We did things a little differently this month, with a list of 10 books that were previously recommended and received substantial vote margins but did not win. Thanks to Andy for creating and managing the survey. The results are posted below. And the winner is ...
The Trial by Franz Kafka
The Trial is one of the most important novels of the twentieth century: the terrifying tale of Josef K., a respectable bank officer who is suddenly and inexplicably arrested and must defend himself against a charge about which he can get no information. Whether read as an existential tale, a parable, or a prophecy of the excesses of modern bureaucracy wedded to the madness of totalitarianism, Kafka's nightmare has resonated with chilling truth for generations of readers. This new edition is based upon the work of an international team of experts who have restored the text, the sequence of chapters, and their division to create a version that is as close as possible to the way the author left it.

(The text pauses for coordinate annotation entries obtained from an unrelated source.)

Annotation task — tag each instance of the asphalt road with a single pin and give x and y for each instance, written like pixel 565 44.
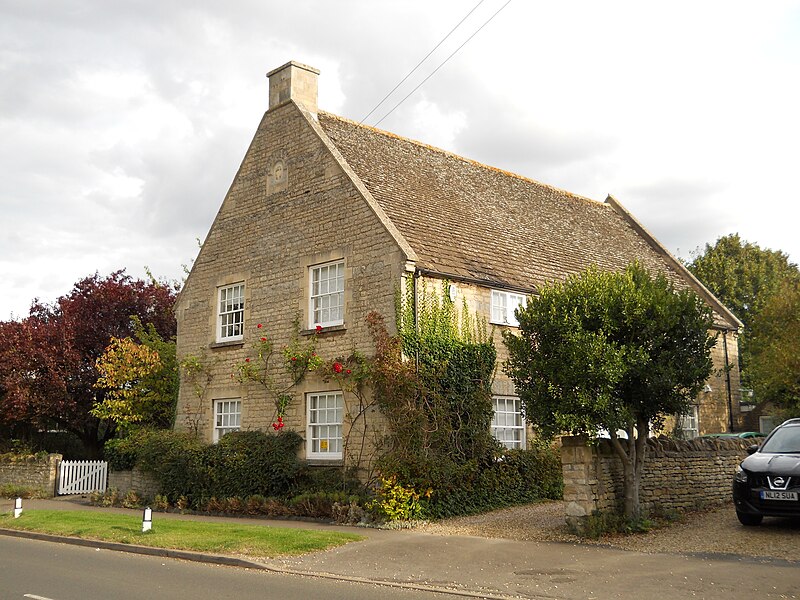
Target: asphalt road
pixel 37 570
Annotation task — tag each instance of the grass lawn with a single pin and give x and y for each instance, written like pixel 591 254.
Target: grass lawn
pixel 217 538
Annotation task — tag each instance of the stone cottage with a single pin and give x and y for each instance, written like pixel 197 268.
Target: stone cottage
pixel 326 219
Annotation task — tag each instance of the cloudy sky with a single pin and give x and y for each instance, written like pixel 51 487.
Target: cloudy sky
pixel 122 123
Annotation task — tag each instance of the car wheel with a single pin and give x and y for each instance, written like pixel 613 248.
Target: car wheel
pixel 748 519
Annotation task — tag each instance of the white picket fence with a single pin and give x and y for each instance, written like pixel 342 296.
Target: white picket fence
pixel 82 476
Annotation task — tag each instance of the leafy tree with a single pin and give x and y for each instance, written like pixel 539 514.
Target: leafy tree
pixel 140 380
pixel 775 344
pixel 743 276
pixel 48 360
pixel 613 351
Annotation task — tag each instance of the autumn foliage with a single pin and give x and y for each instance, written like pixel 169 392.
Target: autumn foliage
pixel 48 360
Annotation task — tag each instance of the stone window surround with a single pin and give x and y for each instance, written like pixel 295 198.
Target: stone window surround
pixel 219 327
pixel 510 300
pixel 320 455
pixel 516 410
pixel 226 408
pixel 317 260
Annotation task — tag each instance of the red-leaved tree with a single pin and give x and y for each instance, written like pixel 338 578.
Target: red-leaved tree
pixel 48 359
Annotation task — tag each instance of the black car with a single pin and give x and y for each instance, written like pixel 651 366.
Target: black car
pixel 767 483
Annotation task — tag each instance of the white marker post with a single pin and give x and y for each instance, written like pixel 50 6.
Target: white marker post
pixel 147 519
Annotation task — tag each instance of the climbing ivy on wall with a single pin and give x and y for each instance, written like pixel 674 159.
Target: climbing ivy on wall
pixel 433 383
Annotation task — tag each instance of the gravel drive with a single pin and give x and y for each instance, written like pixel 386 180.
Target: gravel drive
pixel 716 531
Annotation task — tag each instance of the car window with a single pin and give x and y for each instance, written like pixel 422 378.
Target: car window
pixel 784 440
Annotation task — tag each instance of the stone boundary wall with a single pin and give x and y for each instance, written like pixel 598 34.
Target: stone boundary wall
pixel 142 483
pixel 41 474
pixel 678 474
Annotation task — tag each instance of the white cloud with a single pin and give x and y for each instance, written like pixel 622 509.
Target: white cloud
pixel 122 125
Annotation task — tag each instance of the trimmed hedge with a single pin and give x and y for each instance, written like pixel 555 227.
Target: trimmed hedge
pixel 242 464
pixel 514 477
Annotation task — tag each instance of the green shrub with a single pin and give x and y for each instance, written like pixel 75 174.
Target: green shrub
pixel 317 504
pixel 513 477
pixel 242 465
pixel 601 523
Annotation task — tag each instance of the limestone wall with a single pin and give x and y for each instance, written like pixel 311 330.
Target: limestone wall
pixel 41 474
pixel 678 475
pixel 142 483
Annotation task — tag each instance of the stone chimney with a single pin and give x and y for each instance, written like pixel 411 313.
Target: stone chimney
pixel 294 81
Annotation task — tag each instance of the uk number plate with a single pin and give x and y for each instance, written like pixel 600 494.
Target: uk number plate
pixel 773 495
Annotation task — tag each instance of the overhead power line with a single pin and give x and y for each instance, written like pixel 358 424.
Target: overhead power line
pixel 411 72
pixel 407 96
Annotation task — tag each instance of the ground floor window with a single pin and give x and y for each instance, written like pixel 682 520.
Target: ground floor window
pixel 227 416
pixel 688 424
pixel 508 424
pixel 325 416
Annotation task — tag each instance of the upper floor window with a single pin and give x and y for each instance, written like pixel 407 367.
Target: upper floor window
pixel 325 417
pixel 326 301
pixel 688 423
pixel 227 417
pixel 230 313
pixel 503 306
pixel 508 424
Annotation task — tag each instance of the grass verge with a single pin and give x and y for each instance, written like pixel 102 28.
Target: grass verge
pixel 217 538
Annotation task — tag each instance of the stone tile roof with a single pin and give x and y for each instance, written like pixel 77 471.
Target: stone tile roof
pixel 470 220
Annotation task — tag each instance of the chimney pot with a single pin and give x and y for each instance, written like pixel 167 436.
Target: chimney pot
pixel 294 81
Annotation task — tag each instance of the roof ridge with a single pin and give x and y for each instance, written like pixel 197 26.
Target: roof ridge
pixel 470 161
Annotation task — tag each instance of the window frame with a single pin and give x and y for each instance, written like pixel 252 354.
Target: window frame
pixel 312 426
pixel 220 430
pixel 313 272
pixel 222 314
pixel 693 418
pixel 522 442
pixel 507 306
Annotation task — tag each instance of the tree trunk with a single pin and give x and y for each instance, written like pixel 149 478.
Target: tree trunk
pixel 632 457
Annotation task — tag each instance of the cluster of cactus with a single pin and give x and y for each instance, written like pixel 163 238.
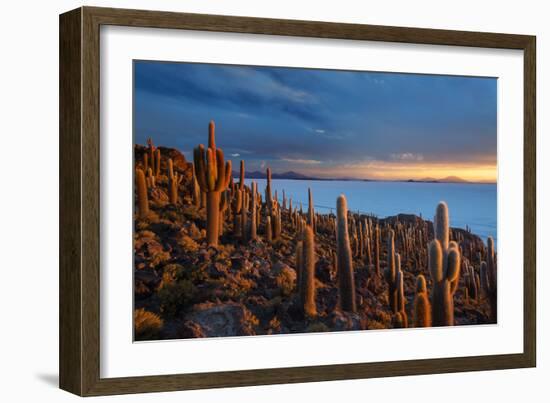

A list of 10 books was ordered by preference from first to last with the top selection receiving 10 points and the bottom selection receiving 1 pt. With four voters, there was a tie between Kafka and Philip K. Dick's Do Androids Dream of Electric Sheep? The Trial received a first place vote and this was used as the tie-breaker. The total points received are below in blue and the orange bars show the expected votes based on their initial ranking (based on how close the books came to winning in a previous month's vote. Since The History of The Future and The Invention of Sound were defeated in run-off votes after tying for first in their respective months they are each expected to get 40 votes, etc. Interestingly, these two books didn't do very well, and Prisoners of Geography did much better than expected by its last place initial ranking.